Mocasim generates the scattering rates for a variety of mechanisms allocated by the user. The figure above illustrates the variation of the total and individual scattering rates in the G valley of GaAs at 300K as a function of energy.

 

Scattering Mechanisms

The electrons are scattered by imperfections in the crystal and by the thermal motion of the atoms.

Any number of scattering mechanisms may be defined for simulation. Mocasim has functions for the most common scattering events which occur in bulk semiconductors.

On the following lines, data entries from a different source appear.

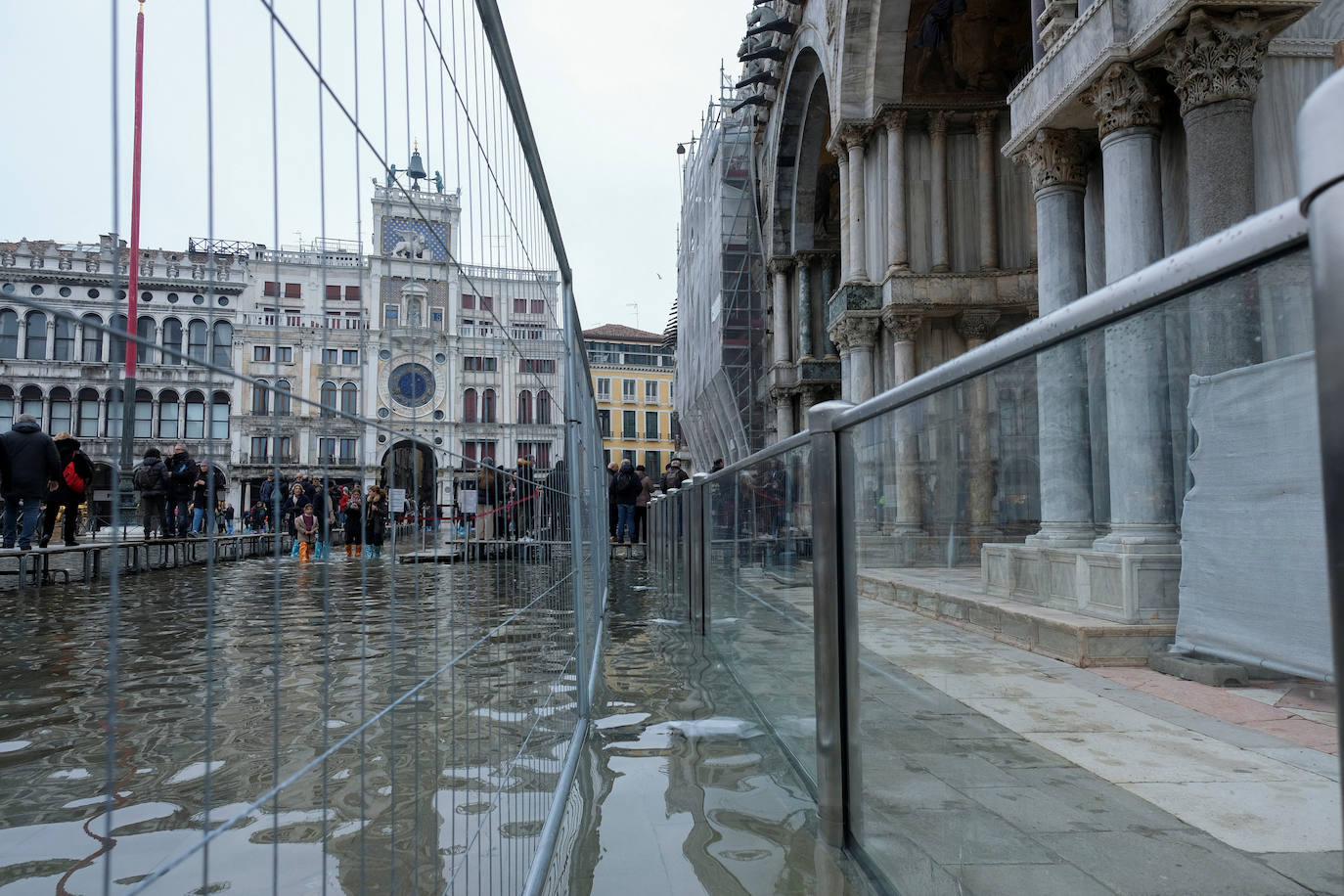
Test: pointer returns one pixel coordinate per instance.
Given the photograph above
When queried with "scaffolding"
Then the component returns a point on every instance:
(721, 288)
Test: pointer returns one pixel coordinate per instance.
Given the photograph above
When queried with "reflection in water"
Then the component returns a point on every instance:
(683, 787)
(446, 790)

Built-in Scattering Mechanisms Intravalley: polar optical phonon non-polar optical phonon deformation potential acoustic phonon piezo-electric acoustic phonon ionized impurity scattering neutral impurity scattering   Intervalley: deformation potential intervalley phonon

 

If other scattering mechanisms, such as alloy scattering or plasmon scattering, are deemed important they can be defined by the user and included through the Silvaco C-Interpreter.

 

The electron velocity for GaAs at 300K is shown as a function of net impurity density and electric field.

 

The electron momentum relaxation time in Si at 300K is shown as a function of doping at three different electric fields.

 

The electron velocity in GaN at 300K is shown as a function of electric field at doping of 10¹⁵, 10¹⁷, 10¹⁸, and 10¹⁹ cm^-3.

 

 

This figure shows the velocity, energy, energy relaxation time and momentum relaxation time as a function of electric field and doping for GaN at 300K.